Heroin is an opioid drug made from morphine. It can be a white or brown powder, or even a black sticky tar substance. It can be smoked, injected or snorted. 

Why Is It So Dangerous?

After even just one use of heroin, you can feel the effects of addiction. Within just a few uses of this drug, you can begin to become tolerant of the drug, and will want more heroin -  using the drug either in higher doses or using more often. This over-use can lead to an overdose.

Warning Signs Of Abuse

Like most other types of drug use, you will notice warning signs. See below for some signs to help alert you to a problem with someone you care about or love.

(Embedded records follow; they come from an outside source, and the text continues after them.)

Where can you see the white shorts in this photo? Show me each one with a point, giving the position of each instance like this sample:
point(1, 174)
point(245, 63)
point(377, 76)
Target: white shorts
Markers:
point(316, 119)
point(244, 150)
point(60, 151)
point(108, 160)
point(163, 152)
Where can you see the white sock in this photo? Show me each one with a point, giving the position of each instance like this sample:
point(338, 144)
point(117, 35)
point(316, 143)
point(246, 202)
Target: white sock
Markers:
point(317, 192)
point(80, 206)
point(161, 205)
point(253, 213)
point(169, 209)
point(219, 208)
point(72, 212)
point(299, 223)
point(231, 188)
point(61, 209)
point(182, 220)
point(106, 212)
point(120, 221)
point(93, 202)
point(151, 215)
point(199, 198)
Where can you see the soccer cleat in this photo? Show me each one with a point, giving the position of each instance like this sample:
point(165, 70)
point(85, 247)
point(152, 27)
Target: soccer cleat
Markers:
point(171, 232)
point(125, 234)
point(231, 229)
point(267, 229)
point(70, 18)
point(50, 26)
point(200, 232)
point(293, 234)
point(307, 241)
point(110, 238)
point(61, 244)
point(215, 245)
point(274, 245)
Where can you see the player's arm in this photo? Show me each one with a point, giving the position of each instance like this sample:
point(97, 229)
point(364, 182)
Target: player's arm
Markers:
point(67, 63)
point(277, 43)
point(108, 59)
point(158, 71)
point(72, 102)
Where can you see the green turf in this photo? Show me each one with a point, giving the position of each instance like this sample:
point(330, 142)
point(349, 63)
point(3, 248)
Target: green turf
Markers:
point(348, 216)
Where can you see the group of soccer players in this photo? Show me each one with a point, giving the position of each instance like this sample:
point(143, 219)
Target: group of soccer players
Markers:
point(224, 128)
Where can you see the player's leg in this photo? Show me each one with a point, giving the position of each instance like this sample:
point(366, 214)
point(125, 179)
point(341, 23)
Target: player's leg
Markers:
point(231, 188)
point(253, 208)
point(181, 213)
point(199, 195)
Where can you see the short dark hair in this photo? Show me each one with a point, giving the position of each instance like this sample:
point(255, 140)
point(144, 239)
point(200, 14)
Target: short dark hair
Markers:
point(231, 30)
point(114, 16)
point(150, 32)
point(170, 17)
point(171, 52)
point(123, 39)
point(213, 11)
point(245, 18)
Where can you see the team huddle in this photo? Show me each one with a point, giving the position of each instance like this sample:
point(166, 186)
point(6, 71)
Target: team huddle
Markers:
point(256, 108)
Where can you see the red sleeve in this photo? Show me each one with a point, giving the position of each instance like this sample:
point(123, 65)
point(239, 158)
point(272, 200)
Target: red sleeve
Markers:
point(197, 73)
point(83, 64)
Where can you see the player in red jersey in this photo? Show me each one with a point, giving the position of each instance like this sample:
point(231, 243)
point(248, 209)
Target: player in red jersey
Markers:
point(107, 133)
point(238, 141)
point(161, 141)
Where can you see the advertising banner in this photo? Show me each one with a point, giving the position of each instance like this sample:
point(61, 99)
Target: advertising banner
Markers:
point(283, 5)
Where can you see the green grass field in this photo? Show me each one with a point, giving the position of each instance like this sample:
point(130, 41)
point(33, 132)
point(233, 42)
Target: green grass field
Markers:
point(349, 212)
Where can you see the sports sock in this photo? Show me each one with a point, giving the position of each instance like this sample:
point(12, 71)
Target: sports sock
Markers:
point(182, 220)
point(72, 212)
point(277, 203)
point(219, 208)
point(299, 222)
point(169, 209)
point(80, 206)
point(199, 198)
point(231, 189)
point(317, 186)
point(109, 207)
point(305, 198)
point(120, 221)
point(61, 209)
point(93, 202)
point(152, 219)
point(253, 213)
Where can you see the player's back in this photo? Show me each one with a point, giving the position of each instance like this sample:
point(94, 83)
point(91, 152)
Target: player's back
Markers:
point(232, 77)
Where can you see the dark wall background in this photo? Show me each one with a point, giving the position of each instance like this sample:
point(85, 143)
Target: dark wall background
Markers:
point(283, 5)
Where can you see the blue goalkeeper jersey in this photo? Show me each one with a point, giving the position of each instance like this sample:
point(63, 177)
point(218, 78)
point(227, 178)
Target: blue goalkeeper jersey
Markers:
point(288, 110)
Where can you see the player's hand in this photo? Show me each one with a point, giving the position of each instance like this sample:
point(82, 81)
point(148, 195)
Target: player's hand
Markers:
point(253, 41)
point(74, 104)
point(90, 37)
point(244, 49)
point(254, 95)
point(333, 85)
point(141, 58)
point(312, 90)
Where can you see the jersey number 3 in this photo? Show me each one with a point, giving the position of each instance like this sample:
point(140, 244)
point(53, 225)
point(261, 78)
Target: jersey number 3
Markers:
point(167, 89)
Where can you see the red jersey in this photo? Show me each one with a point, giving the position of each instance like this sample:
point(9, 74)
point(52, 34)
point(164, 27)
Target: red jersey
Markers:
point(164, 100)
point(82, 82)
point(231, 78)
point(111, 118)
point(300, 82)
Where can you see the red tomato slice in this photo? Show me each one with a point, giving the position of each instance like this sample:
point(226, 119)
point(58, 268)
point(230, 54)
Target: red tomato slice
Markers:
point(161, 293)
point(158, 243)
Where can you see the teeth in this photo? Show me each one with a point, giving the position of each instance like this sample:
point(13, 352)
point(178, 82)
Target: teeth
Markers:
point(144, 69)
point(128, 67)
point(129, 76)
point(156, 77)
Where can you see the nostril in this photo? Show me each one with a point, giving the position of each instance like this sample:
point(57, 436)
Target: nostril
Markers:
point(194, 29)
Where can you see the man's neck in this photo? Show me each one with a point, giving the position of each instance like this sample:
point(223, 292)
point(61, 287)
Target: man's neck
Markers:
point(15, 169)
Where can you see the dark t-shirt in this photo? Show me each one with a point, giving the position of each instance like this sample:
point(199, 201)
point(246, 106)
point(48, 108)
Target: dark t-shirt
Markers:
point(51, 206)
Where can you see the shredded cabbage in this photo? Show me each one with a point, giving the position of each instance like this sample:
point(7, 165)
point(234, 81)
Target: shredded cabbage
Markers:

  • Physical appearance. The physical appearance of the drug user may change such as track marks on arms, disregard for personal hygiene, acne, dramatic weight loss, or a constant runny nose. The person may also wear long pants or long-sleeved shirts to cover track marks (even on a hot day).
  • Behavioral changes. A heroin drug user may begin lying more about where they have been or what plans they have. The user may have a problem looking you in the eye, may become hostile easily, or may have slurred speech.
  • Money problems. Due to the heavy use, the user may begin having problems with money. Selling their belongings to be able to afford their habit, borrowing money, stealing money, skipping out on paying bills and for other responsibilities, which can lead to foreclosures or repossessions. 
  • Change in friends and interests. If you notice a new group of friends, especially if they have the some of the same signs listed above, your loved one may have a drug problem. Also if there is a loss of interest in previously loved activities, including distancing themselves from family, there may be reason to suspect an issue.

Heroin is a highly addictive drug with deadly effects. If you suspect a family member or someone you love is using this drug, try to reach out and get them into heroin addiction treatment.